Bushnell’s wildly imaginative plot could have easily come to an ill end in the hands of an author with a heavier touch. Happily, he treats it as a joyful caper rather than an unsuccessful effort at tragicomic meaningfulness. Much of the humor arises from Bushnell’s command of modern trite vocabulary and sloppy grammar and his masterful use of it in dialogue. When asked about his relationship with Denver by his best friend and fellow sandwich-maker, Anil, Billy replies, “It’s just—things with Denver and I are really, uh, challenging right now.” The ridiculousness of these bumbling half-ironic idiolects is brought to the fore by its contrast with Lucifer’s own precocious-child vocabulary and style:  “‘Yeesh,’ Billy says. ‘Don’t be too impressed,’ Lucifer says. ‘The edifice you see is mostly illusory.’ ‘What even…,’ Billy says. ‘What part of the planet is this on?’”

In addition to his effective mimicry of the language of modernity, Bushnell has an acute sense of the chaos and junk that occupy the space and time of every denizen of the 21st century. When Billy wakes to answer his phone, he is undone by his mess. “His limbs jerk uncoordinatedly. He flings an arm onto the bedside table, where it crashes onto the edge of a saucer covered in coins, flipping it into the air. Pennies rain down onto him.... The phone’s not there. It’s on the floor. Each time it rings it scurries further [sic] away from the bed.” His first meeting with Satan is similarly surrounded by mess: “[The Devil] produces a business card, seemingly from nowhere, and places it carefully on the coffee table, among the messy piles of CDs, drug paraphernalia, and magazines.”

More than anything, however, it is Bushnell’s deep awareness of comedic conjunction and sheer quirkiness that gives “The Weirdness” its charm. A prime example is from Billy’s second meeting with the Devil, when they decide to get high together. “‘You want a pull on this?’ [Billy] says, proffering the bowl to Lucifer. ‘Normally I wouldn’t,’ Lucifer says, ‘being here, as I am, on business. But—how did you put it? Why the fuck not? I admire this as a basis for decision-making. You have inspired me to follow your lead.’ ‘Mr. Reasonable,’ Billy says, watching as Lucifer takes his own draw. ‘C’est moi,’ says Lucifer, after a long exhale.’”

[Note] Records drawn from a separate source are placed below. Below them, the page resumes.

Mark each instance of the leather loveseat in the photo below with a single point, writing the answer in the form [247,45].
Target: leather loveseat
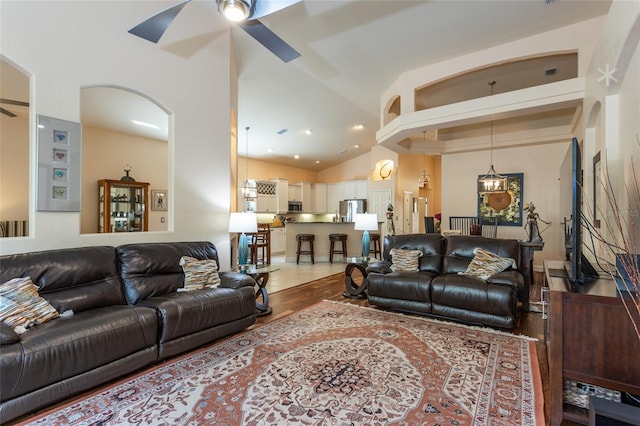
[440,289]
[123,311]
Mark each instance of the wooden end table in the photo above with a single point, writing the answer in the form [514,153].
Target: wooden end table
[354,289]
[261,275]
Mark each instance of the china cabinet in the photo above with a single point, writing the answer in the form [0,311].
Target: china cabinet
[122,206]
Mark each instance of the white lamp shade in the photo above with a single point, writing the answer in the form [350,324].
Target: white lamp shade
[366,222]
[243,222]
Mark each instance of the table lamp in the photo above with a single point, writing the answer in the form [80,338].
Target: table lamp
[242,223]
[366,222]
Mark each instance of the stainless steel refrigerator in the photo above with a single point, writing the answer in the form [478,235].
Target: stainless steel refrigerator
[349,208]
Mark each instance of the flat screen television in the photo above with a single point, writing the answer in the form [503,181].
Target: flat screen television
[577,267]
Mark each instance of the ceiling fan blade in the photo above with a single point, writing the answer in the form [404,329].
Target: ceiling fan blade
[270,40]
[265,7]
[153,28]
[7,112]
[12,102]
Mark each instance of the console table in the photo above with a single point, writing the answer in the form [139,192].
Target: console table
[590,339]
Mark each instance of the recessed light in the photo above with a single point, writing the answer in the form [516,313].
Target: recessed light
[143,124]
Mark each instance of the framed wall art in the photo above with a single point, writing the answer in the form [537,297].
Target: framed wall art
[159,199]
[505,206]
[59,152]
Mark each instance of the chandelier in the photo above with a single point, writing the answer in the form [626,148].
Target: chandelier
[492,181]
[249,187]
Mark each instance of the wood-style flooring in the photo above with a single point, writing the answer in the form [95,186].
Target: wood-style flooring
[293,299]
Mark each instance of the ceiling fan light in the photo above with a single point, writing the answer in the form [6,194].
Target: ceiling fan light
[234,10]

One might make the criticism that “The Weirdness” never transcends low burlesque. The themes of eternal punishment, the destruction of the world, and moral agency are not engaged with any seriousness or philosophical sophistication. This, however, is a matter of taste. Bushnell seeks to amuse, not to probe the wounds of human existence, and he does so with great efficacy. There is no point to Satan’s drug use or love of PowerPoint besides humor—and why should there be? There is no reason that humor is not just as worthy an inherent aesthetic end as thematic depth. Life is as funny as it is sad. Literature should be, too.

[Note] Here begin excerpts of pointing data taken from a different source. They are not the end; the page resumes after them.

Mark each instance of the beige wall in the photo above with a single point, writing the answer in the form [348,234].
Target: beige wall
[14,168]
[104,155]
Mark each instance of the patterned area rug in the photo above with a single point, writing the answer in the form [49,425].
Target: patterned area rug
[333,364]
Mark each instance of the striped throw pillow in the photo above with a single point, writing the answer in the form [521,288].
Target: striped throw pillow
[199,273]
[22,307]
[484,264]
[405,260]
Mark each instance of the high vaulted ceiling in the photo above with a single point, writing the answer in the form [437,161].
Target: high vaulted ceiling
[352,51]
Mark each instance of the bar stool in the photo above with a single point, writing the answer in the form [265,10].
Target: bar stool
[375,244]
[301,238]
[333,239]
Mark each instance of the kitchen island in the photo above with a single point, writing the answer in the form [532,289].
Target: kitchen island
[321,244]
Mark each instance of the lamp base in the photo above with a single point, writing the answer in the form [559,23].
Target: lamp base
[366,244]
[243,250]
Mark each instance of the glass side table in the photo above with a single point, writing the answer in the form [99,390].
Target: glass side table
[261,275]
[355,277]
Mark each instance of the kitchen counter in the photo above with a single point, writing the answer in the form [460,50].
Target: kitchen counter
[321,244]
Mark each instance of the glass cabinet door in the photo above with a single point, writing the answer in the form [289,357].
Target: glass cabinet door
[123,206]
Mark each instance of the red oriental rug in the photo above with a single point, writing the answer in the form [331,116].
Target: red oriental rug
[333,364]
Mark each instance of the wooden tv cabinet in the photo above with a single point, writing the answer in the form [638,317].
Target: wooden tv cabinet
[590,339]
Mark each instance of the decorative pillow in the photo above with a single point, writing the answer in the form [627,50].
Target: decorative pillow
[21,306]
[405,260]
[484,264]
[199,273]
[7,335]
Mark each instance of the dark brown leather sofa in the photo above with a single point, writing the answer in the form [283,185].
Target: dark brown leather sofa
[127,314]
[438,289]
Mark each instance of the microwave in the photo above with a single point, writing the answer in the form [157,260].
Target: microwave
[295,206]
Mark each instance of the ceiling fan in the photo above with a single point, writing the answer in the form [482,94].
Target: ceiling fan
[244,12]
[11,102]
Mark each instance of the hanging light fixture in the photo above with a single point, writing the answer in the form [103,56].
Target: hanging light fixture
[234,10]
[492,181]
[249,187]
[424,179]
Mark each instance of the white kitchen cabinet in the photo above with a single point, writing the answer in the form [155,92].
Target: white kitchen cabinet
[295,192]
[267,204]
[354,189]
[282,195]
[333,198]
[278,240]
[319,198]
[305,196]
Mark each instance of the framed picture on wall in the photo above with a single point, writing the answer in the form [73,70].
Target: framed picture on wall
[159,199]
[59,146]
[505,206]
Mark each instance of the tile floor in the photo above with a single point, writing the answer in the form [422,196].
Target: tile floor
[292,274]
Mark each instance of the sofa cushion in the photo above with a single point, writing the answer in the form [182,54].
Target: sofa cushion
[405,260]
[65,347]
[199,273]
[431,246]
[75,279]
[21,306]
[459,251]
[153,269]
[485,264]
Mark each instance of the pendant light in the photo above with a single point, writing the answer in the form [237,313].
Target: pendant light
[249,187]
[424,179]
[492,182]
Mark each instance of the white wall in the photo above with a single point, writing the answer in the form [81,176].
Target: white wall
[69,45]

Ultimately, “The Weirdness” is a novel that succeeds within its parameters, and it succeeds brilliantly. Bushnell has not written a work of great profundity, but he has fulfilled the greatest and perhaps most commonly neglected task of the fiction writer: he has written a work that is immensely entertaining, and more than being merely diverting, is truly funny.